Edwardes “outwitting” the virgin queen was a complete success: “... the visitors rewarded the marriage scene with violent applause ('incredibili spectatorum clamore et plausu'), and the queen gave Emilia eight angels (gold coins) as a reward” Queen is said to have been particularly impressed by a scene in which Emilia “was ... gathering her flowers prettily in ye garden and singing sweetlie in ye pryme of March.” (In the garden picked flowers and sang delightfully).

Content of the piece

Although the piece was never printed and the text is lost, the contents are preserved in a Latin summary by John Bereblock, a fellow of Exeter College. He reports in detail on all the events of the royal visit. It also reproduced the comments from visitors and passed down the Queen's comments on the play.

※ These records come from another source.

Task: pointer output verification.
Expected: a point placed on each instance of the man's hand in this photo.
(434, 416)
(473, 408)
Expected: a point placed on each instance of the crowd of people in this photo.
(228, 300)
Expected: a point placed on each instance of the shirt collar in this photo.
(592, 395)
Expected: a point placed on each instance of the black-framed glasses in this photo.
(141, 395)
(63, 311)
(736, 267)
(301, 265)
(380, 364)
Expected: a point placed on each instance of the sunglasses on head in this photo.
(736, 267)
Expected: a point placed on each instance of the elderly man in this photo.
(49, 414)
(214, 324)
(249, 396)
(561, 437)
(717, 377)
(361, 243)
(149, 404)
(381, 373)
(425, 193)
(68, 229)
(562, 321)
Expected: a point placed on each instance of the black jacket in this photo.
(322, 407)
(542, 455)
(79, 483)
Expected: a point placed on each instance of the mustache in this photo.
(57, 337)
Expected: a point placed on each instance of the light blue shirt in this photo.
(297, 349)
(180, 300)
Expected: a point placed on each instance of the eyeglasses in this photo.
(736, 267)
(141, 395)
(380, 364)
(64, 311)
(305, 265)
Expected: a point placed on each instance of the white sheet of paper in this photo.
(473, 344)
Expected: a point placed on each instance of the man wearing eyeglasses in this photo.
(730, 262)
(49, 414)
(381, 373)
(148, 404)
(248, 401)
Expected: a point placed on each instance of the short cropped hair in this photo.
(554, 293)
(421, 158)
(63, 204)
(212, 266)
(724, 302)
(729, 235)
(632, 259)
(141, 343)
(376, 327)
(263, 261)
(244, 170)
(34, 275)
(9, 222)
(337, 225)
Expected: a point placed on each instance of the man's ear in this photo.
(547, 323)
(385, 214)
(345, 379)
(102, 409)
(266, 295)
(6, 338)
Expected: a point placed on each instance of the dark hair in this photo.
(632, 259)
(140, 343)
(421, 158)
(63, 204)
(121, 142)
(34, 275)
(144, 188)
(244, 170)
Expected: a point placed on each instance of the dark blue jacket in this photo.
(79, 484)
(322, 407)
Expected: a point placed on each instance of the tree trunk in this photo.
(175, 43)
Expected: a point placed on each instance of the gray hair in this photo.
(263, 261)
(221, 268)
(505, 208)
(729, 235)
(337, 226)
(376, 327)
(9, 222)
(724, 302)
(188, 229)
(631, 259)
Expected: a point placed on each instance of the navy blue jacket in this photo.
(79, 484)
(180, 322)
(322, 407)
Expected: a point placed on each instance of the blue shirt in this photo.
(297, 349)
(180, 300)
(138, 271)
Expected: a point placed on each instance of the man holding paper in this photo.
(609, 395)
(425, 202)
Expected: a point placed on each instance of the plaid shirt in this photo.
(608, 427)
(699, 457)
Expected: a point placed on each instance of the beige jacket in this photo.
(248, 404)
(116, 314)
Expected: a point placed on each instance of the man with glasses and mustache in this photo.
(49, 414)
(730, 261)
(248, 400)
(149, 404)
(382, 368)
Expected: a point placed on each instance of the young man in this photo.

Albert S. Cook summarizes Bereblock's report as follows:

Part 1

  • Palamon and Arcite, in prison, they see Emilia and quarrel over her love for her.
  • The escape from Arcite.
  • Arcite returns, he lives as a servant in Emilie's house
  • Escape from Palamon, he meets Arcite in the forest and fights with him
  • Intervention by Theseus, he orders a tournament within 40 days

Part 2

  • Arrival of the two knights with their friends and their entourage.
  • The prayers of Palamon, Arcite and Emilia.
  • The victorious battle of Arcite.
  • The argument of the gods.
  • Saturn meets Arcite with subterranean fire
  • Burial of Arcite and marriage of Emilia and Palamon.

Individual evidence

  1. ^ WY Durand, pub. Mod. Lang. Assoc. 20. 512.
  2. ^ A b c Albert S. Cook, The Life and Poems of Richard Edwards. Contributors , Yale University Press , 1927, p. 76.
  3. ^ FE Halliday : A Shakespeare Companion, 1550-1950 , Funk & Wagnalls, New York, 1952, p. 2.
  4. Eugene M. Waith (Ed.): The Two Noble Kinsmen , Clarendon Press, Oxford, 1989, p. 28.
  5. Kirby Farrell, Kathleen M. Swaim, The Mysteries of Elizabeth I: Selections from English Literary Renaissance , Univ. of Massachusetts Press, 2003, p. 37.
  6. ^ Siobhan Keenan: Spectator and Spectacle: Royal Entertainments at the Universities in the 1560s , in Jayne Elisabeth Archer: The Progresses, Pageants, and Entertainments of Queen Elizabeth I , Oxford University Press , New York, 2007, p. 100
  7. Milton Waldman: Elizabeth and Leicester , Houghton Mifflin, Boston 1945, p. 143.